El año pasado Buenos
Aires recibió exposiciones
extraordinarias dedicadas a los viejos rockstars: Meraviglie dalle Marche, en
el Museo Nacional de Arte Decorativo; Caravaggio y sus seguidores en el Museo
Nacional de Bellas Artes y Venite Adoremus, maestros de la Natividad de Durero
a Tiépolo, la última inaugurada en el Teatro Argentino de La Plata. Estos eventos
se presentaron como hechos inéditos, dado que nunca antes se había realizado en
América Latina una exposición de esa importancia dedicada a la obra de estos
artistas.
Es de destacar que si bien muchas de las obras proceden de
museos no siempre ubicados en las rutas tradicionales o de colecciones privadas
de acceso imposible, la calidad es excepcional. Otro elemento a considerar es
que el arte del pasado es mimético y el observador reconoce e interpreta las
imágenes que tiene frente a sí, y puede decodificar su discurso sin mayores
problemas. Es posible que algunas obras exijan conocer historia general o
bíblica, la de los santos o la de personajes o hechos especiales, algo que,
generalmente, la curaduría de una exposición resuelve con catálogos, (no en el
caso de Bellas Artes, por ejemplo) desplegables o carteles de sala, de modo que
el goce de la obra aparece facilitado.
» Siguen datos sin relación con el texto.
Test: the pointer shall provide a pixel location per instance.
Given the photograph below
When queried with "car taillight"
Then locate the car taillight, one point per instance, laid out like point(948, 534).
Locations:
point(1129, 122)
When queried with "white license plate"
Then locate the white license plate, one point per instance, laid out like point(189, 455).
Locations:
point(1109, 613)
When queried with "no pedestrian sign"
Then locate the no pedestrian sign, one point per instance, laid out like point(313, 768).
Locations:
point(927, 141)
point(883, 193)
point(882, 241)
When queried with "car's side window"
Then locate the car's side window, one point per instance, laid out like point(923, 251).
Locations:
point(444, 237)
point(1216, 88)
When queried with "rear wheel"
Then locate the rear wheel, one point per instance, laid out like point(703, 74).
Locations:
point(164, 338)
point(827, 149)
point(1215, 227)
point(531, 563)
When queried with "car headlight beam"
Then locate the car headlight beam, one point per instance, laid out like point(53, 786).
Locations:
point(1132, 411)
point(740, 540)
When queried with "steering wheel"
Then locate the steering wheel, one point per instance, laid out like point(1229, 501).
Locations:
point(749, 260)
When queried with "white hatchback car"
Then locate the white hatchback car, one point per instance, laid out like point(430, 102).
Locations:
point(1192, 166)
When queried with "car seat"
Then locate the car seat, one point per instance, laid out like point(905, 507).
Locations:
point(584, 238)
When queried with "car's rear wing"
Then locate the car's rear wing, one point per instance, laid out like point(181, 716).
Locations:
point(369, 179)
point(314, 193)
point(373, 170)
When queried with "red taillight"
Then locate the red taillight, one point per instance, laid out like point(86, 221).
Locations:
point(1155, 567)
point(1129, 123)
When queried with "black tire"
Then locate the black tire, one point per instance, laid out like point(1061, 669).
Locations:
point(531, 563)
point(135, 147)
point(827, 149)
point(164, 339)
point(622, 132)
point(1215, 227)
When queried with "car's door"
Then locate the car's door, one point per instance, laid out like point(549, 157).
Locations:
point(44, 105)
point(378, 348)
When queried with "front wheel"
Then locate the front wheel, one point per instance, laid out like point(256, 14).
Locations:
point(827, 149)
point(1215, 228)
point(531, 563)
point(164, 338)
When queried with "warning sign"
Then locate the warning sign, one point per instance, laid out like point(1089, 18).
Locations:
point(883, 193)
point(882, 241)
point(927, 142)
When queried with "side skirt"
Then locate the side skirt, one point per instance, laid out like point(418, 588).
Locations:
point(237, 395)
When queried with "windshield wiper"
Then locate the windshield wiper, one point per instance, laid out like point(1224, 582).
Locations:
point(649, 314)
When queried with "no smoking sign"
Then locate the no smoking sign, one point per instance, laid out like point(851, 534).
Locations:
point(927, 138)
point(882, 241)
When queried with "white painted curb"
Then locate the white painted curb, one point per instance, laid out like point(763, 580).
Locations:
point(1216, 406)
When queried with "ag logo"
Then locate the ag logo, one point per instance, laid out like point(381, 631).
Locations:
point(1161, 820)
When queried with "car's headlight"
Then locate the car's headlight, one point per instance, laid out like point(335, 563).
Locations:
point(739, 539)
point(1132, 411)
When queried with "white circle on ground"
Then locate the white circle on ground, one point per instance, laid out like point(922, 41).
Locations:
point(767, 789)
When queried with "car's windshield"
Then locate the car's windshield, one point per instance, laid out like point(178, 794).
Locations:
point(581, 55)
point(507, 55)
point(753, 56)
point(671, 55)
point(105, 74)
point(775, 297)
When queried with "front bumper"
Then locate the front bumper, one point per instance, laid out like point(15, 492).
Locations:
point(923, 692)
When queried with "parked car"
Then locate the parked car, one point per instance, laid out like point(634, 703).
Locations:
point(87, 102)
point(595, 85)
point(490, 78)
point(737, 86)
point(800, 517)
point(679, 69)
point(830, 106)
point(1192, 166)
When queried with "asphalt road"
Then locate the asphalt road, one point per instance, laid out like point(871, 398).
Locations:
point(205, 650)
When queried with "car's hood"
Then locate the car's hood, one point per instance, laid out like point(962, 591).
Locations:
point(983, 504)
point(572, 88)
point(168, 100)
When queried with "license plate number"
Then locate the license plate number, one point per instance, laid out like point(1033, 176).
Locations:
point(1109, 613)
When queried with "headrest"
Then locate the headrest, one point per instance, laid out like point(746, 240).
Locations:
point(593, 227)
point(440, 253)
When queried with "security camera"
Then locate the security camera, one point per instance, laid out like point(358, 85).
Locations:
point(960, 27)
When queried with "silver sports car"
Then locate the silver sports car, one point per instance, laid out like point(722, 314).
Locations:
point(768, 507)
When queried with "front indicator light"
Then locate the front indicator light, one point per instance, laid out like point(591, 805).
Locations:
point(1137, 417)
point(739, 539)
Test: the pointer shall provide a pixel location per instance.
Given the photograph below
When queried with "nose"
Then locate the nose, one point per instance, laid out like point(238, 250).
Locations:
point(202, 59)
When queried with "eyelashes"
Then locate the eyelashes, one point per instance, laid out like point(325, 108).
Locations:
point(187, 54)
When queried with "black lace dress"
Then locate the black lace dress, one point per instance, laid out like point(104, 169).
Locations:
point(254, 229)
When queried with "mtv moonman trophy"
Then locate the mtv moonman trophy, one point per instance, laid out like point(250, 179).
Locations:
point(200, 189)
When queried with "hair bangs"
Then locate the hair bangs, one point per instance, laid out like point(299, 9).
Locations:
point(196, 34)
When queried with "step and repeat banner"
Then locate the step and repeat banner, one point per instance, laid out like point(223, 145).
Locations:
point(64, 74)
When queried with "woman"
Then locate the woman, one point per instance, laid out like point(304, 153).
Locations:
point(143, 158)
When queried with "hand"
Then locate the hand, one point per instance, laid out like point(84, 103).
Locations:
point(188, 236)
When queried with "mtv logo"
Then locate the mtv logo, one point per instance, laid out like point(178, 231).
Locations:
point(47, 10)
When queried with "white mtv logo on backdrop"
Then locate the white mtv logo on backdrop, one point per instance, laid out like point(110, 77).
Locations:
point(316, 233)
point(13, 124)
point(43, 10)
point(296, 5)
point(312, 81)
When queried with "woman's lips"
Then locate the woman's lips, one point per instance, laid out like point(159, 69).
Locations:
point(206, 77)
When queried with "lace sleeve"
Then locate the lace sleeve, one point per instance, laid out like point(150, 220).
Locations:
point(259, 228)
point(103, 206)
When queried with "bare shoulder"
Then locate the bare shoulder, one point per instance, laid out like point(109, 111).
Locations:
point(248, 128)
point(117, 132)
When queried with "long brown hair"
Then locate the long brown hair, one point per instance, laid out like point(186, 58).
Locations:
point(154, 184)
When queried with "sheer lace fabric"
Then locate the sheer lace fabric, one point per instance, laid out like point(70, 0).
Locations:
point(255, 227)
Y esta cuestión se vuelve importante
frente al arte contemporáneo que en muchos casos exhibe un lenguaje críptico
que no cualquiera puede entender, así como otras veces exige conocer la postura
de su creador sobre una determinada obra, grupo o movimiento. La mirada y el
contacto con las obras de los viejos maestros también pueden ayudar a
comprender el arte del presente, ya sea en cuestiones ideológicas o técnicas.
El arte es una reflexión sobre la historia del arte misma. Muchas obras parecen
inéditas pero sus principios tienen siglos de aplicación, como sucede con el
arte efímero, la participación del observador o ciertas licencias en el uso de
la materia, postura tan vigente, como cuando se pintaron.